Too early for persons to develop immunity for COVID-19 says CMO

July 07, 2020
Chief Medical Officer, Dr. Jacquiline Bisasor-McKenzie, addresses a COVID-19 virtual press briefing at the Office of the Prime Minister, recently.

Chief Medical Officer (CMO), Dr. Jacquiline Bisasor-McKenzie, says not enough time has passed to determine whether persons who have had COVID-19 will develop immunity to the disease.        

The CMO pointed out that most countries have not gone a full six months since being affected by the disease.

“It is still early to determine if and when persons develop antibodies, if those antibodies will prevent them from getting the disease again, and if so, how long they will be protected,” she explained.         

The CMO said that there are some infections that will give you lifelong immunity and some infections that will give you a shorter immunity. 

“We don’t have all the information on this SARS COV 2 virus. With other coronaviruses we have seen an immunity period of two to three years and many persons are hoping that this is the kind of immunity that will be conferred by this virus, but we are still unsure of this,” the CMO said.        

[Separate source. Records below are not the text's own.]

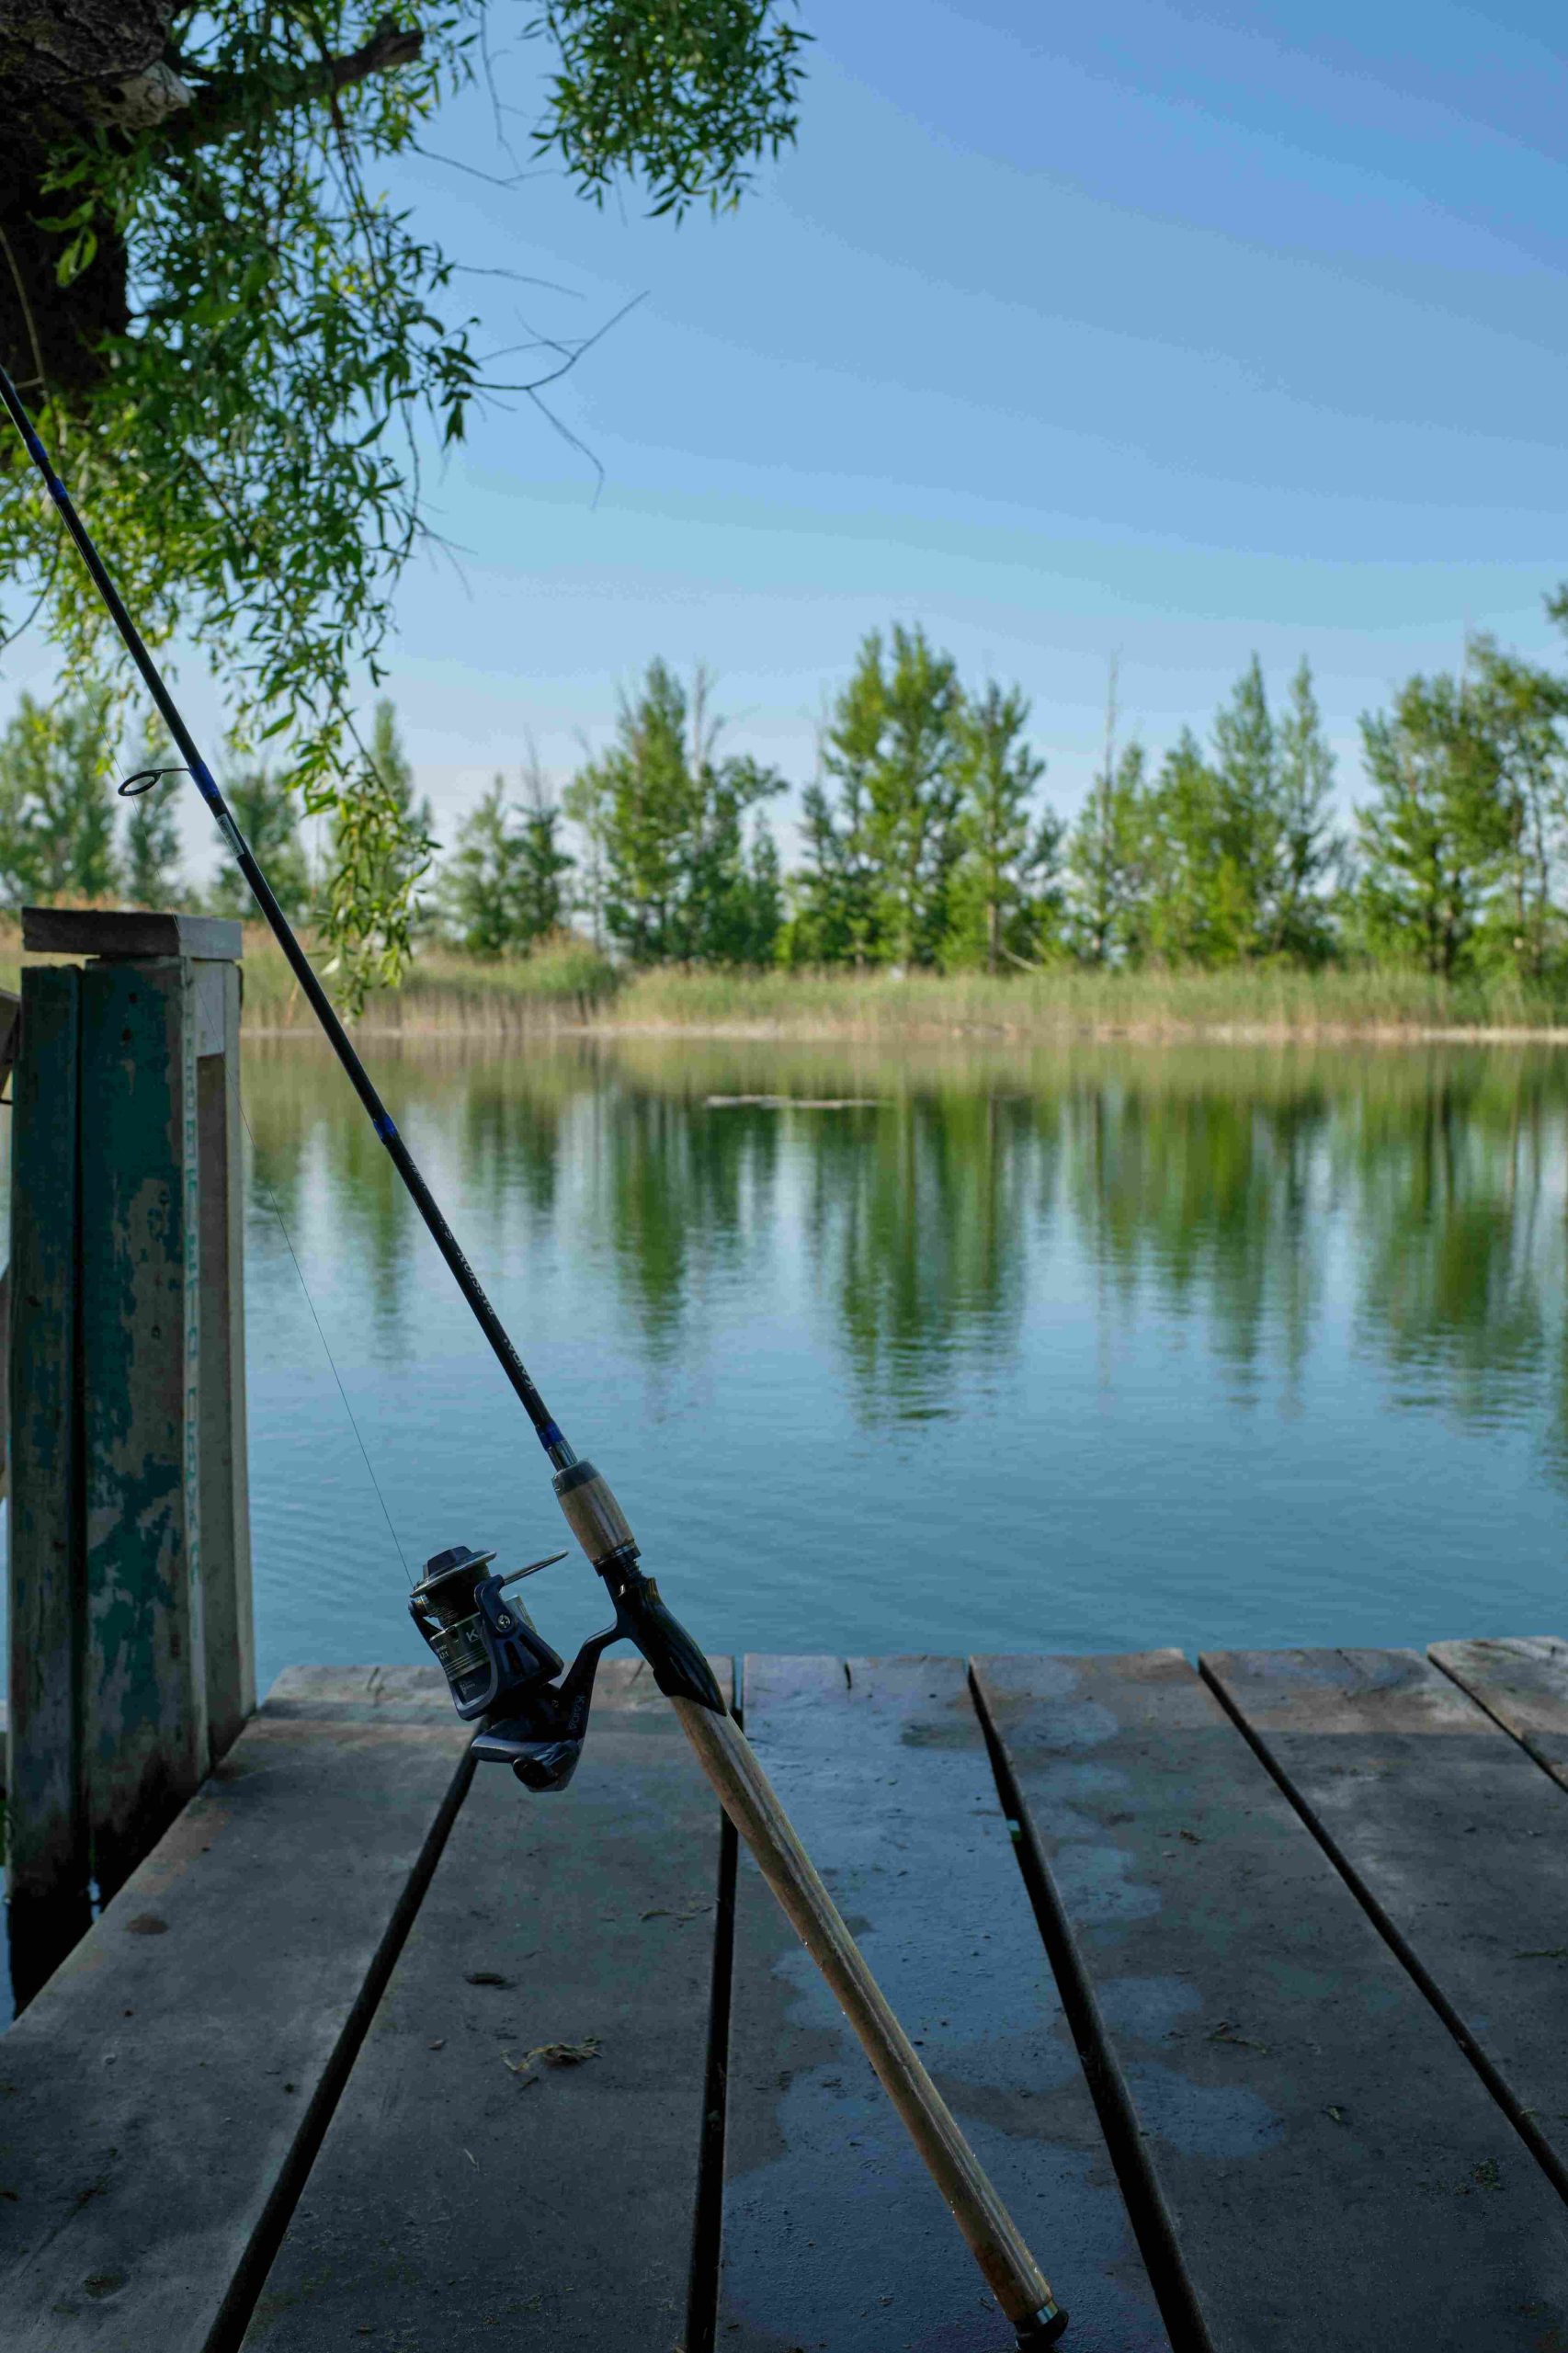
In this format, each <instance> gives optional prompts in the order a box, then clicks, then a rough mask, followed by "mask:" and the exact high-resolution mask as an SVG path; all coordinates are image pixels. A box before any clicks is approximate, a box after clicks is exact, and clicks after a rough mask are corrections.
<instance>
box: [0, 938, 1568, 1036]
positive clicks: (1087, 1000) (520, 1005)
mask: <svg viewBox="0 0 1568 2353" xmlns="http://www.w3.org/2000/svg"><path fill="white" fill-rule="evenodd" d="M19 965H21V936H19V927H16V925H0V986H7V988H14V986H16V972H19ZM245 1026H247V1031H250V1033H252V1035H287V1033H294V1031H301V1033H304V1031H308V1028H313V1016H311V1009H308V1007H306V1002H304V1000H301V995H299V991H297V986H294V979H292V974H290V969H287V965H285V962H283V955H280V953H278V946H275V941H273V939H271V934H268V932H266V929H261V925H247V927H245ZM358 1026H360V1028H363V1031H365V1033H403V1035H419V1033H447V1035H478V1038H485V1035H492V1038H499V1035H509V1033H513V1031H527V1028H570V1031H617V1033H652V1035H657V1033H678V1031H687V1033H695V1035H711V1038H725V1035H732V1038H805V1040H808V1038H852V1040H862V1042H885V1045H892V1042H897V1040H899V1038H963V1035H972V1038H994V1040H1008V1038H1024V1040H1029V1038H1038V1040H1052V1038H1074V1035H1078V1038H1147V1040H1161V1038H1170V1040H1177V1038H1212V1040H1238V1042H1267V1040H1274V1038H1391V1040H1398V1038H1474V1040H1483V1038H1563V1040H1568V986H1530V984H1523V981H1511V979H1493V981H1457V984H1446V981H1436V979H1429V976H1427V974H1420V972H1382V969H1330V972H1288V969H1281V972H1274V969H1245V972H1074V969H1062V972H1038V974H1034V972H1015V974H1005V976H989V974H984V972H977V974H946V976H944V974H925V972H921V974H911V976H909V979H890V976H888V974H881V972H871V974H852V972H676V969H664V972H643V974H631V976H629V974H624V972H617V967H614V965H610V962H607V960H605V958H603V955H596V951H593V948H589V946H586V944H582V941H556V944H551V946H549V948H544V951H539V953H537V955H530V958H518V960H501V962H480V960H478V958H471V955H457V953H454V951H450V948H426V951H421V955H419V960H417V962H414V969H412V974H410V979H407V981H405V984H403V988H398V991H381V993H379V995H374V998H372V1000H370V1005H367V1007H365V1012H363V1016H360V1024H358Z"/></svg>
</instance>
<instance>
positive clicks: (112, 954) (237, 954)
mask: <svg viewBox="0 0 1568 2353" xmlns="http://www.w3.org/2000/svg"><path fill="white" fill-rule="evenodd" d="M242 941H245V934H242V929H240V925H238V922H233V920H231V918H228V915H165V913H155V911H153V913H148V911H141V908H129V906H24V911H21V946H24V948H26V951H28V953H31V955H113V958H127V960H129V958H153V955H212V958H224V960H226V962H233V960H235V958H238V955H240V948H242Z"/></svg>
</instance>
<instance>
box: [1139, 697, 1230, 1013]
mask: <svg viewBox="0 0 1568 2353" xmlns="http://www.w3.org/2000/svg"><path fill="white" fill-rule="evenodd" d="M1144 847H1147V915H1144V922H1142V934H1140V948H1142V955H1144V960H1147V962H1156V965H1203V967H1215V965H1227V962H1234V960H1236V946H1238V939H1241V936H1245V885H1243V878H1241V873H1238V868H1236V861H1234V856H1231V849H1229V845H1227V812H1224V802H1222V793H1220V779H1217V776H1215V769H1212V767H1210V765H1208V760H1205V758H1203V746H1201V744H1198V739H1196V736H1194V732H1191V727H1184V729H1182V734H1180V736H1177V741H1175V744H1172V748H1170V751H1168V753H1165V758H1163V762H1161V772H1158V779H1156V784H1154V788H1151V793H1149V802H1147V812H1144Z"/></svg>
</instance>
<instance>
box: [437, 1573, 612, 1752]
mask: <svg viewBox="0 0 1568 2353" xmlns="http://www.w3.org/2000/svg"><path fill="white" fill-rule="evenodd" d="M492 1560H494V1553H476V1551H471V1546H466V1544H454V1546H450V1548H447V1551H445V1553H436V1555H433V1558H431V1560H426V1565H424V1577H421V1581H419V1584H417V1586H414V1591H412V1593H410V1598H407V1607H410V1617H412V1621H414V1626H417V1628H419V1633H421V1635H424V1640H426V1642H428V1645H431V1649H433V1652H436V1661H438V1666H440V1671H443V1675H445V1678H447V1689H450V1692H452V1706H454V1708H457V1713H459V1718H461V1720H464V1722H473V1720H476V1718H480V1720H483V1727H480V1732H478V1734H476V1739H473V1755H476V1758H478V1760H480V1762H485V1765H511V1769H513V1772H516V1777H518V1781H523V1786H525V1788H532V1791H539V1793H544V1791H553V1788H565V1786H567V1781H570V1779H572V1774H574V1772H577V1758H579V1755H582V1741H584V1732H586V1727H589V1704H591V1699H593V1675H596V1671H598V1659H600V1652H603V1649H605V1645H607V1642H612V1640H614V1633H617V1628H610V1631H607V1633H600V1635H593V1638H591V1640H589V1642H584V1647H582V1649H579V1652H577V1659H574V1664H572V1671H570V1675H565V1678H563V1680H560V1682H556V1680H553V1678H556V1675H560V1666H563V1661H560V1654H558V1652H553V1649H551V1645H549V1642H546V1640H544V1635H542V1633H539V1628H537V1626H534V1621H532V1619H530V1614H527V1609H523V1605H520V1602H513V1600H509V1598H506V1591H504V1588H506V1586H513V1584H516V1581H518V1579H520V1577H532V1574H534V1569H546V1567H549V1565H551V1562H553V1560H565V1553H551V1555H549V1558H546V1560H532V1562H530V1565H527V1567H525V1569H513V1572H511V1574H509V1577H494V1574H492V1572H490V1562H492Z"/></svg>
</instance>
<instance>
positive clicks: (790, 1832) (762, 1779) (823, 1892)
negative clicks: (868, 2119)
mask: <svg viewBox="0 0 1568 2353" xmlns="http://www.w3.org/2000/svg"><path fill="white" fill-rule="evenodd" d="M671 1704H673V1708H676V1715H678V1718H680V1725H683V1729H685V1737H687V1739H690V1744H692V1748H695V1751H697V1758H699V1762H702V1769H704V1772H706V1777H709V1781H711V1784H713V1791H716V1795H718V1802H720V1805H723V1809H725V1814H727V1817H730V1821H732V1824H735V1828H737V1833H739V1835H742V1838H744V1840H746V1845H749V1847H751V1852H753V1854H756V1861H758V1868H760V1873H763V1878H765V1880H768V1885H770V1887H772V1892H775V1897H777V1899H779V1904H782V1906H784V1913H786V1918H789V1925H791V1927H793V1929H796V1934H798V1937H800V1944H803V1946H805V1951H808V1953H810V1955H812V1960H815V1962H817V1967H819V1969H822V1974H824V1977H826V1981H829V1986H831V1988H833V1995H836V2000H838V2005H841V2009H843V2014H845V2017H848V2021H850V2026H852V2028H855V2033H857V2035H859V2040H862V2045H864V2052H866V2059H869V2061H871V2066H873V2068H876V2073H878V2075H881V2080H883V2087H885V2092H888V2099H890V2101H892V2106H895V2108H897V2113H899V2118H902V2122H904V2129H906V2132H909V2139H911V2141H913V2144H916V2148H918V2151H921V2158H923V2160H925V2165H928V2169H930V2174H932V2179H935V2184H937V2188H939V2191H942V2195H944V2200H946V2205H949V2212H951V2217H954V2221H956V2224H958V2228H961V2231H963V2235H965V2240H968V2245H970V2254H972V2257H975V2261H977V2264H979V2268H982V2273H984V2278H986V2285H989V2289H991V2294H994V2297H996V2301H998V2304H1001V2308H1003V2313H1005V2315H1008V2320H1010V2322H1012V2325H1015V2329H1031V2332H1034V2334H1031V2337H1029V2339H1026V2341H1029V2344H1050V2341H1052V2339H1055V2337H1059V2334H1062V2327H1064V2325H1067V2313H1062V2311H1059V2308H1057V2304H1055V2299H1052V2294H1050V2282H1048V2278H1045V2273H1043V2271H1041V2266H1038V2264H1036V2259H1034V2257H1031V2252H1029V2247H1026V2245H1024V2238H1022V2233H1019V2228H1017V2224H1015V2221H1012V2217H1010V2214H1008V2207H1005V2205H1003V2202H1001V2195H998V2193H996V2188H994V2184H991V2179H989V2174H986V2172H984V2167H982V2162H979V2158H977V2155H975V2151H972V2148H970V2144H968V2141H965V2137H963V2132H961V2127H958V2122H956V2118H954V2113H951V2108H949V2106H946V2101H944V2099H942V2094H939V2092H937V2087H935V2082H932V2080H930V2075H928V2073H925V2066H923V2061H921V2054H918V2049H916V2047H913V2042H911V2040H909V2035H906V2033H904V2028H902V2026H899V2021H897V2017H895V2014H892V2007H890V2002H888V1995H885V1993H883V1991H881V1986H878V1984H876V1979H873V1977H871V1969H869V1967H866V1960H864V1955H862V1951H859V1946H857V1944H855V1939H852V1937H850V1929H848V1927H845V1922H843V1918H841V1913H838V1906H836V1904H833V1899H831V1894H829V1892H826V1887H824V1885H822V1880H819V1875H817V1871H815V1866H812V1859H810V1854H808V1852H805V1847H803V1845H800V1838H798V1835H796V1828H793V1824H791V1819H789V1814H786V1812H784V1807H782V1802H779V1795H777V1791H775V1786H772V1781H770V1779H768V1774H765V1772H763V1767H760V1765H758V1760H756V1751H753V1748H751V1741H749V1739H746V1734H744V1732H742V1727H739V1725H737V1722H735V1718H732V1715H713V1711H711V1708H699V1706H697V1704H695V1701H690V1699H676V1701H671Z"/></svg>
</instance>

She noted that the disease was first discovered in China in December and that the first country to be affected outside of China, which was Thailand, had its first case in January.     

“We continue to get new information, and this is still a fairly new disease, so you have case studies coming out every day, with some even contradicting others. Today you hear something, two weeks later it’s something different,” the CMO noted.

“Information is being processed from different types of populations, and how one population responds may not be the same as another population, so we have to recognise that the information is changing and we have to be open to receive those changes in information,” she added.

Dr. Bisasor-McKenzie conceded that since the onset of the disease, there have been a few cases in other countries, where persons have reported being reinfected although they had been declared COVID-free.  

She warned against raising alarms in these instances, as there could be valid explanations.           

The CMO said it was possible that a discharge test might not have been done and that there was instead a reliance on cessation of symptoms to declare the person COVID-free. In that event, she said that the persons could have developed symptoms, due to other influenza-like illnesses and had a test redone.    

“Such a person would be found to be COVID-positive, but that does not necessarily mean that the person is infectious and it does not mean that the person would have had a new COVID infection, but rather that it was latent in the body,” she explained.